When it comes to being a Sooner fan, though, civil rights go wide right of the goal post.

Late last week, a carpentry contractor sued Oklahoma State's head football coach, Mike Gundy, for wrongful termination or breach of contract or something along those lines. He claims the OSU coach owes him $30,000 for lost wages because he turned down other jobs due to the promise of an $80,000 rennovation at the Gundy castle.

Putting aside that the contract was strictly verbal (anyone who has seen Jerry McGuire can attest that even word as strong as oak is worthless when it comes to agreements), Coach Gundy should not owe the guy anything. The carpenter earned his termination when he wore crimson and cream garb on sacred ground.

Since the guy was a Sooner fan and on some level all Sooner fans take some relish in the guy pissing off Gundy, Sooner Nation has mostly been "outraged" by the treatment this contractor received. "It's only a t-shirt," I've been told, and the guy says he dressed in the dark. You know, I have dressed in the dark before, too, since Mrs. Matthews is not a morning person, and a few times I've ended up wearing a navy shirt with black pants. When I worked at Kerr-McGee, though, I never accidently wore the Conoco-Philips polo I got when they recruited me. The reason? I knew my employers wouldn't laugh it off as a funny misunderstanding or accept my offer to wear the shirt inside out the rest of the day.

As for it being "just a t-shirt," that is never the case when you talk about rivalry. The way I picture it, the guy woke up that morning knowing he had to head to Stillwater. He loved the Sooners enough to at some point buy a Sooner baseball shirt...and seriously, who follows Sooner baseball that didn't go to school there? Unless the guy got into carpentry after receiving his degree from the College of Blue Collar Studies, that tells me a lot about how big of a Sooner fan the guy was. So, anway, my assumption is that he hates OSU, but likes the idea of getting a bunch of money. He puts on the OU shirt to shield himself from the orange aura in Stillwater. I jump to this conclusion because I do the same doggamn thing (in reverse) whenever I have to go to Norman. At minimum, he believes it will shield him from the taunts his Sooner-fan buddies will give him about being the servant for a guy they always make fun of while referring to the OU football team as "we." "Yeah, I took his money, but I did it while repping our boys."
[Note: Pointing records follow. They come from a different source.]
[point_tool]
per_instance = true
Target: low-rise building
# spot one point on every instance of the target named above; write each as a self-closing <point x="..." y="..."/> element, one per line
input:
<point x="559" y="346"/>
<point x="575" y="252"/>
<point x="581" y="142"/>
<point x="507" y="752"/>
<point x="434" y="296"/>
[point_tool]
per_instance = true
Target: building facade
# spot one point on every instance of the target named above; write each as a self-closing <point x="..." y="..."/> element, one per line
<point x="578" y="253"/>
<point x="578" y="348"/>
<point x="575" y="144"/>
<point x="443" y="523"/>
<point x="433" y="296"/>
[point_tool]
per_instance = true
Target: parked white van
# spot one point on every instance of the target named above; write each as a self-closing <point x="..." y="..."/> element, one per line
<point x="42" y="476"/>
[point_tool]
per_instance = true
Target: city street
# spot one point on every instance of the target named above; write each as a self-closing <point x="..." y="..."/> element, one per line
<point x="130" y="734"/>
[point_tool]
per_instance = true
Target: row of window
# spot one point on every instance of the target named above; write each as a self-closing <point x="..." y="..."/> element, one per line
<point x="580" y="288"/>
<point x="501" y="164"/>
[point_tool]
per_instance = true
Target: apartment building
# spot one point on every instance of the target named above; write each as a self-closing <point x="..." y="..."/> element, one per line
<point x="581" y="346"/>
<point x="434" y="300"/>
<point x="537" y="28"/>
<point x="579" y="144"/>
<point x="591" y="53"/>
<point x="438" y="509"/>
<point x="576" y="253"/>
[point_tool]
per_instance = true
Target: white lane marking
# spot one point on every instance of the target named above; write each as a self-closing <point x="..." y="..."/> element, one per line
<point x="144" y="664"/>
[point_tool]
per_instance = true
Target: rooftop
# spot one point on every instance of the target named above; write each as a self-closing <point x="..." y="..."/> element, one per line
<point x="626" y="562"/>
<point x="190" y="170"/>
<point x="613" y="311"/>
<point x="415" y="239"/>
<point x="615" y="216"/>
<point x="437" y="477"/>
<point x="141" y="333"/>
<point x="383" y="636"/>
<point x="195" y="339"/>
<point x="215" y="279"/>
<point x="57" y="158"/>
So, sure, I make a lot of nasty assumptions about a person I've never met based on my style choice of orange colored glasses...and I'm just an alum scarred by mean spirited taunts from Sooner bastards. Imagine if I were the most visible, highest paid employee of the University who also happened to be an alumnus that handed the ball off to Barry Freaking Sanders. Take my super-paranoid thoughts and turn the dial to eleven. He has had to deal with being easily recognizable and being the primary Cowboy that OU fans want to harangue. Coach Gundy probably imagined the dude infiltrated his house as a poorly disguised spy and was going to poke around in the home office for playbooks when Gundy left to run practice.

Then, when it was all over, he was going to have to cut the disrespectful employee a big check. No...it was worth the frivilous lawsuit to send the guy packing.